O Presidente da República Faço saber que o Congresso Nacional decreta e eu sanciono a seguinte Lei:

Art. 1o É instituída, a partir de 2005, a renda básica de cidadania, que se constituirá no direito de todos os brasileiros residentes no País e estrangeiros residentes há pelo menos 5 (cinco) anos no Brasil, não importando sua condição socioeconômica, receberem, anualmente, um benefício monetário.

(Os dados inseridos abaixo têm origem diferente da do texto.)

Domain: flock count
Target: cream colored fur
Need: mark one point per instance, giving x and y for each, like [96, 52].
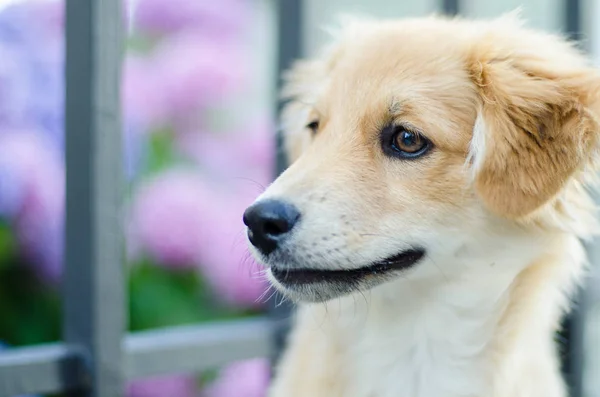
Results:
[499, 204]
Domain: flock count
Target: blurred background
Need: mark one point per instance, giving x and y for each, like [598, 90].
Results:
[199, 95]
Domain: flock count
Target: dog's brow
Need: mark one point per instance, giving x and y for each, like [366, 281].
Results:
[395, 107]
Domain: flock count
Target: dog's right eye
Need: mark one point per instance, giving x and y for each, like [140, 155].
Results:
[402, 142]
[313, 126]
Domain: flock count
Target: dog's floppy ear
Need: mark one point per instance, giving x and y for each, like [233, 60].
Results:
[534, 131]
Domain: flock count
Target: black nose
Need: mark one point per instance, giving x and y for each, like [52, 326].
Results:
[269, 222]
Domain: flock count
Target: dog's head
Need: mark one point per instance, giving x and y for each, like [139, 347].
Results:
[415, 141]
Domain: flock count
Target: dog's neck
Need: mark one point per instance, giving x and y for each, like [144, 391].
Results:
[487, 333]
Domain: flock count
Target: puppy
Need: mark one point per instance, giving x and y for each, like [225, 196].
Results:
[430, 224]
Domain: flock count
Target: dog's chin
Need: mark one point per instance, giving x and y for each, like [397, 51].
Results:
[320, 285]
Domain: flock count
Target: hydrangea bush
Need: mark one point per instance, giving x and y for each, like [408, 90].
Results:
[192, 164]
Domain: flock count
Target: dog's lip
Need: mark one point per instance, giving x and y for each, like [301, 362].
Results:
[304, 276]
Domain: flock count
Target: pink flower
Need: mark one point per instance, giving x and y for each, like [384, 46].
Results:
[163, 386]
[34, 195]
[193, 71]
[243, 379]
[224, 258]
[248, 160]
[142, 93]
[168, 16]
[168, 219]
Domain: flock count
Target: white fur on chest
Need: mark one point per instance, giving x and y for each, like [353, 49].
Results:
[423, 337]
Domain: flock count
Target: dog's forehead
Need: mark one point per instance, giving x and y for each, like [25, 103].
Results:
[389, 73]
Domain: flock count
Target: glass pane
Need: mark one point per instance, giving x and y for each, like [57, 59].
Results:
[31, 171]
[199, 146]
[198, 99]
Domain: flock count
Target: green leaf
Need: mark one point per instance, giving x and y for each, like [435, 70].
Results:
[161, 152]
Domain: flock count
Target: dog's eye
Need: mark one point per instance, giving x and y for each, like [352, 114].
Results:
[313, 126]
[407, 144]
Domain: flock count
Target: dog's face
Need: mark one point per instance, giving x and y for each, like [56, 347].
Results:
[414, 142]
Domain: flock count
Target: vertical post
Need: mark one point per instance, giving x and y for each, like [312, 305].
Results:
[573, 324]
[94, 304]
[451, 7]
[289, 15]
[572, 12]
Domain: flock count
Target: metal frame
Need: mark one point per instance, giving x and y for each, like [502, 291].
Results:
[97, 356]
[290, 19]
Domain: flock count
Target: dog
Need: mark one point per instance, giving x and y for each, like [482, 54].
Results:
[430, 226]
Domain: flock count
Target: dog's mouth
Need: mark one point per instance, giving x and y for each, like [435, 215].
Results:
[352, 278]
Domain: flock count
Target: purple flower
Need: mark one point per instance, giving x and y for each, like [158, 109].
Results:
[168, 219]
[33, 197]
[242, 379]
[168, 16]
[163, 386]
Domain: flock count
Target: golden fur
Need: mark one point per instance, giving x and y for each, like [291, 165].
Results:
[500, 202]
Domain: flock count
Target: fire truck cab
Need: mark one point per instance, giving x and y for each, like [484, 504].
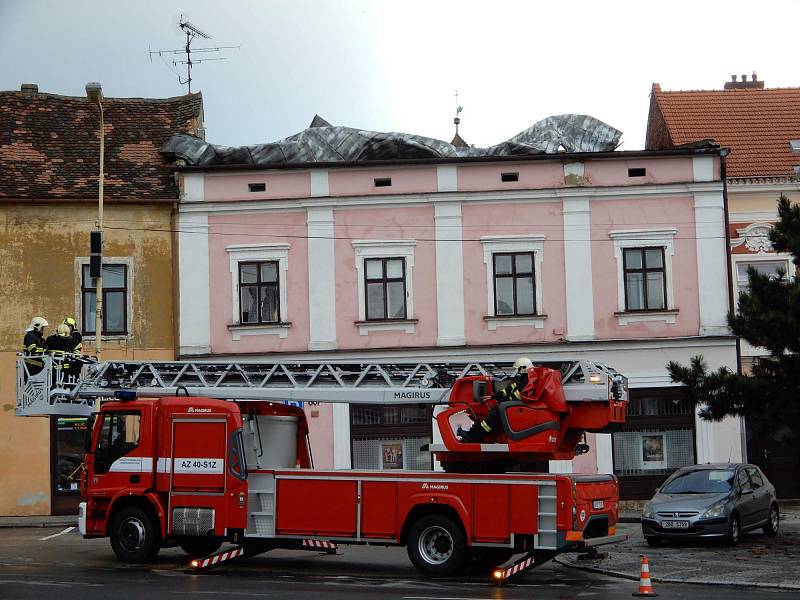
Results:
[197, 472]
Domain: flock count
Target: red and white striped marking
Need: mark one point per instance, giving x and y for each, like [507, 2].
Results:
[517, 567]
[320, 545]
[218, 558]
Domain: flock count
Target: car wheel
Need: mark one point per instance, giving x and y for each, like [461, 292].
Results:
[436, 545]
[771, 526]
[734, 530]
[135, 537]
[653, 542]
[199, 547]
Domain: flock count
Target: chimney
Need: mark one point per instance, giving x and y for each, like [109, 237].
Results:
[754, 83]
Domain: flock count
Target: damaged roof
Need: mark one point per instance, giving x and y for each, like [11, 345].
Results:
[322, 142]
[757, 124]
[50, 145]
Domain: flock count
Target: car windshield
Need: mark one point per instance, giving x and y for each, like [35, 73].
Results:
[701, 481]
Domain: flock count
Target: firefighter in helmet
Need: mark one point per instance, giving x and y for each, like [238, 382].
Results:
[33, 345]
[60, 345]
[73, 331]
[512, 391]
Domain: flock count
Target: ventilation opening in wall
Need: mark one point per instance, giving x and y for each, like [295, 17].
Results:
[509, 176]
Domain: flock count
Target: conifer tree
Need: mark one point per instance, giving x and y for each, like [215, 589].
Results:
[768, 396]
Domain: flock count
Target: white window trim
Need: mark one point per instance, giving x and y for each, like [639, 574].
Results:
[253, 253]
[514, 243]
[80, 261]
[645, 238]
[364, 249]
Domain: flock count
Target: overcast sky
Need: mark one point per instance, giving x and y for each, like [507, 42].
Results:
[395, 65]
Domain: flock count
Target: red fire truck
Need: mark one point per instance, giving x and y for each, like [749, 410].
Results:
[198, 471]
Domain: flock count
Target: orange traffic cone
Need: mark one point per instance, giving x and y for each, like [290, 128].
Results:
[645, 587]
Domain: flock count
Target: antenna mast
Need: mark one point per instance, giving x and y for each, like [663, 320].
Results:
[192, 32]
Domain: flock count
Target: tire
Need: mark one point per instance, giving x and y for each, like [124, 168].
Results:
[135, 535]
[436, 545]
[653, 542]
[199, 547]
[734, 530]
[773, 522]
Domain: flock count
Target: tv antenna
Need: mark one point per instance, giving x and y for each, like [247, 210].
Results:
[192, 32]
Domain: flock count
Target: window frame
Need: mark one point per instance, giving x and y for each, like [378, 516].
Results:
[514, 244]
[385, 280]
[83, 261]
[259, 284]
[644, 271]
[250, 253]
[366, 249]
[514, 276]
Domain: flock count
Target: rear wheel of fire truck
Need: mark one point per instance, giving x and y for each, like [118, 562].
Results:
[135, 537]
[436, 545]
[198, 547]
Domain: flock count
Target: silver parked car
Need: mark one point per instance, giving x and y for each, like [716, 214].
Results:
[711, 501]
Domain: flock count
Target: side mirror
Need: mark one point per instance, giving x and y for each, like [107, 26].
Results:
[87, 436]
[479, 391]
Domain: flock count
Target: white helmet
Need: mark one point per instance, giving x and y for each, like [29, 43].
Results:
[37, 324]
[522, 364]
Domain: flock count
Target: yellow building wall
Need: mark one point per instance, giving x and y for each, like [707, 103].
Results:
[38, 277]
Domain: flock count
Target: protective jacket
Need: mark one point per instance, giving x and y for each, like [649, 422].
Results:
[33, 345]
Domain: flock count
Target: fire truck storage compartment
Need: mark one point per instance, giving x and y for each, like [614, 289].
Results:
[270, 441]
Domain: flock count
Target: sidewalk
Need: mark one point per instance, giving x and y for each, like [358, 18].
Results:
[41, 521]
[757, 561]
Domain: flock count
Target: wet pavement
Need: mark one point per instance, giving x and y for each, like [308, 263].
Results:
[758, 560]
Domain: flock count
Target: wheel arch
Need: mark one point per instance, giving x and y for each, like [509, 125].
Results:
[423, 510]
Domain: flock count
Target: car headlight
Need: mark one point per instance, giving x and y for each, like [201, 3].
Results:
[715, 511]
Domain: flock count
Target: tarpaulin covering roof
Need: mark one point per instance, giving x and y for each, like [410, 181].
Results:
[323, 143]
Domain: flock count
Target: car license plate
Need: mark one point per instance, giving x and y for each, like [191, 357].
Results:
[675, 524]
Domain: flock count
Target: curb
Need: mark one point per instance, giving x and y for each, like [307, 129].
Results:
[620, 575]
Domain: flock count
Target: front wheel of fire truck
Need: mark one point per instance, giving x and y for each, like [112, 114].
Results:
[436, 545]
[135, 537]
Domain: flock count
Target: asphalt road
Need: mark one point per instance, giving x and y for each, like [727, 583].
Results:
[40, 563]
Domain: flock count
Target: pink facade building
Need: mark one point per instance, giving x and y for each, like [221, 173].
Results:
[618, 257]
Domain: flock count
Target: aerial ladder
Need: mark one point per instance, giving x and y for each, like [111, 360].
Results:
[594, 397]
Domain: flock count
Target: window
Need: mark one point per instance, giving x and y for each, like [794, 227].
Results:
[514, 286]
[115, 299]
[755, 477]
[259, 292]
[119, 435]
[385, 285]
[644, 275]
[514, 281]
[645, 279]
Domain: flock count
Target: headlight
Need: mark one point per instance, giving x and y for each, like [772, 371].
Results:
[715, 511]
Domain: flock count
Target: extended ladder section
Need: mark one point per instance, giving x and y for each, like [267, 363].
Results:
[52, 391]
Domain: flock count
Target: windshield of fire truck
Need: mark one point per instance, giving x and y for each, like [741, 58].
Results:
[119, 435]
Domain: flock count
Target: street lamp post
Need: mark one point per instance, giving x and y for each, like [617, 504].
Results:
[94, 93]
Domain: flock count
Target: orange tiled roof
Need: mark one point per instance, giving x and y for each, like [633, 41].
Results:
[50, 145]
[756, 124]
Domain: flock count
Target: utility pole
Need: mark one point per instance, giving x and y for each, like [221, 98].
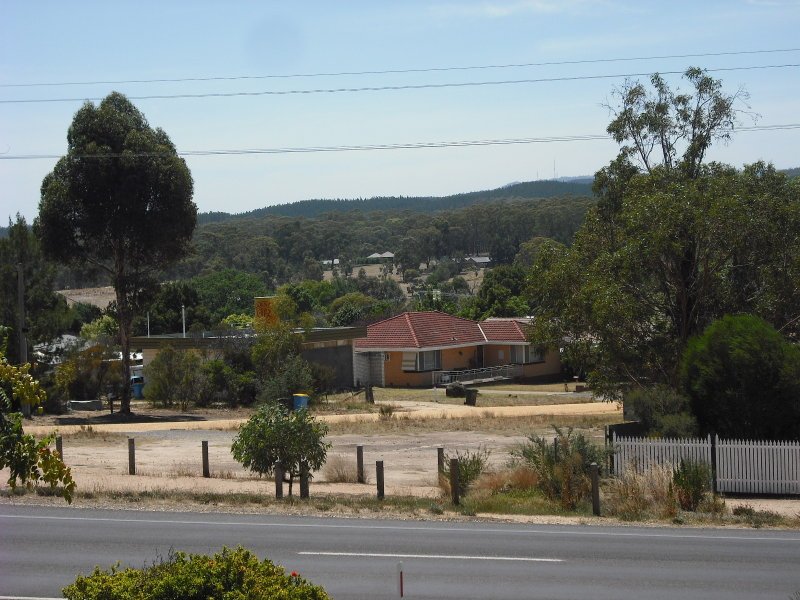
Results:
[23, 342]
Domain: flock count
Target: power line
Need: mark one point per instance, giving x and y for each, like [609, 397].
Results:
[392, 87]
[400, 71]
[372, 147]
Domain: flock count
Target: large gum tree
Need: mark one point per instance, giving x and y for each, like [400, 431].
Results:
[120, 199]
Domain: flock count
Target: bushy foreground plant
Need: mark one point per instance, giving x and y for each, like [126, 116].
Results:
[229, 575]
[692, 482]
[471, 464]
[275, 436]
[29, 461]
[562, 467]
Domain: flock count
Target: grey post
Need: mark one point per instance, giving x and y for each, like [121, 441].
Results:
[131, 456]
[360, 464]
[595, 471]
[278, 481]
[379, 478]
[454, 481]
[206, 469]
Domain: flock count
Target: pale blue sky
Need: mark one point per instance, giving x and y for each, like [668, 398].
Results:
[50, 42]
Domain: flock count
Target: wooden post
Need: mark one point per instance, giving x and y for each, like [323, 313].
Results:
[360, 464]
[206, 469]
[379, 478]
[303, 483]
[595, 471]
[279, 481]
[131, 456]
[454, 491]
[712, 438]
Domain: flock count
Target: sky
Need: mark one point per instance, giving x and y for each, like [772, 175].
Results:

§ 1o A abrangência mencionada no caput deste artigo deverá ser alcançada em etapas, a critério do Poder Executivo, priorizando-se as camadas mais necessitadas da população.

§ 2o O pagamento do benefício deverá ser de igual valor para todos, e suficiente para atender às despesas mínimas de cada pessoa com alimentação, educação e saúde, considerando para isso o grau de desenvolvimento do País e as possibilidades orçamentárias.

§ 3o O pagamento deste benefício poderá ser feito em parcelas iguais e mensais.

§ 4o O benefício monetário previsto no caput deste artigo será considerado como renda não-tributável para fins de incidência do Imposto sobre a Renda de Pessoas Físicas.

Art. 2o Caberá ao Poder Executivo definir o valor do benefício, em estrita observância ao disposto nos arts. 16 e 17 da Lei Complementar no 101, de 4 de maio de 2000 - Lei de Responsabilidade Fiscal.

Art. 3o O Poder Executivo consignará, no Orçamento-Geral da União para o exercício financeiro de 2005, dotação orçamentária suficiente para implementar a primeira etapa do projeto, observado o disposto no art. 2o desta Lei.

Art. 4o A partir do exercício financeiro de 2005, os projetos de lei relativos aos planos plurianuais e às diretrizes orçamentárias deverão especificar os cancelamentos e as transferências de despesas, bem como outras medidas julgadas necessárias à execução do Programa.

Art. 5o Esta Lei entra em vigor na data de sua publicação.